# Investing Clubs



## IT Guru (6 April 2008)

HI 

I'm a big Noobie when it comes to investing in the stock market but I've been very curious about it for years.  I've only really taken a big interest in actually learning how the stock market really works in the past few months.  I have taken to the idea of trading Options more than buying and selling stock mainly because there is minimal capital outlay to get started(as I have very little)

I have been learning about Options and how they work, but my knowledge is still very minimal(also have been  to understand some of the strategies).  This is why I would like to know if anyone knows of any Investing clubs or gatherings that I could join(in person, not on the net).  mainly to bounce ideas off each other and learn new strategies.

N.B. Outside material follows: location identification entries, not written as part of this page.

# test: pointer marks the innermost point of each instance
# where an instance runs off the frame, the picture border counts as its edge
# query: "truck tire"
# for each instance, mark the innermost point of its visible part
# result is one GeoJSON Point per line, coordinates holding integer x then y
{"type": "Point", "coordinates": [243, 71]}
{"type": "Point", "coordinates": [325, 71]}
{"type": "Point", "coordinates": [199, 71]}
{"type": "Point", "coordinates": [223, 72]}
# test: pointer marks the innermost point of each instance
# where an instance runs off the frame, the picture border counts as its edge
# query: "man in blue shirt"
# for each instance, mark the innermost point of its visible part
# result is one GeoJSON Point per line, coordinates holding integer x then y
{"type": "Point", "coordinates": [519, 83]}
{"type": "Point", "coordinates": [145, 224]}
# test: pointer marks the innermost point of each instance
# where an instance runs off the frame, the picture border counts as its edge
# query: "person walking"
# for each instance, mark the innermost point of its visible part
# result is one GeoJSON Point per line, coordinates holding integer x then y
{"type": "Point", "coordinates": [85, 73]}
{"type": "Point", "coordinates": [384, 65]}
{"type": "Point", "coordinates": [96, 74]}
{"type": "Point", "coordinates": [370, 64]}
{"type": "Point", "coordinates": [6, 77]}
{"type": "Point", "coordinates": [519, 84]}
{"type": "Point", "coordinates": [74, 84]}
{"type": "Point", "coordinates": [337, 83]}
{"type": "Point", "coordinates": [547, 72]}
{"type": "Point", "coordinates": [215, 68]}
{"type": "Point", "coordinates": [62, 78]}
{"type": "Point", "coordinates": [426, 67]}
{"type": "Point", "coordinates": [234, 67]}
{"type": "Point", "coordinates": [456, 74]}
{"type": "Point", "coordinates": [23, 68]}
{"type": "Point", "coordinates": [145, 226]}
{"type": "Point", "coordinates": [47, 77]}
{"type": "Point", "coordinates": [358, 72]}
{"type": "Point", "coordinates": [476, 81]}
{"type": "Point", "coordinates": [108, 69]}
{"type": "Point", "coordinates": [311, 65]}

any websites or resources would be much appreciated.

By the way, great forum guys.


----------



## Timmy (6 April 2008)

IT Guru - I don't know any clubs like this, but am sure there are a few.  Can you let people know where you are (Melbourne, Dubbo, Timbuktu?  Just approximately is fine) that might trigger some more responses?


----------



## IT Guru (6 April 2008)

Hi 

I'm in Adelaide, dont hold that against me its a good place, Really


----------



## battiwallah (6 April 2008)

Try the Australian Shareholders Association.  They have branches in all states and run meetings where you can get to know others in the same situation. Not exactly an investment club, but a group of like-minded investors with similar aims.  http://www.asa.asn.au/


----------



## IT Guru (6 April 2008)

Thanks mate, looks very helpful


----------



## Dezza (6 April 2008)

You can check out the ASX website: 

http://www.asx.com.au/investor/education/investment_clubs.htm

Might be able to set one up yourself or join another one..


----------



## IT Guru (6 April 2008)

Hi Dezza

I have checked this out one before but I gathered from briefly reading it that I needed to know people that invest and create the club myself.  also I think their definition of creating the club is everyone puts a certain amount of money in and they all decide together what stocks they will purchace and stratergies to use.  but I could be wrong, have been before

Good for some people I guess, when things go sour they can blame each other instead of themselves.

I dont like that idea myself, I like to have a general chat to other investors, whether they are at my standard or higher.  Nobody knows everything, one person can always teach another somehting new.  My trade is very simmilar with the training curve, the more people you have around you that are learning the same thing and have simmilar goals, the quicker your learning curve.

cheers


----------



## Greedy_Kev (17 December 2010)

i think the website is called investorpedia.com also comsec i think has some videos.


----------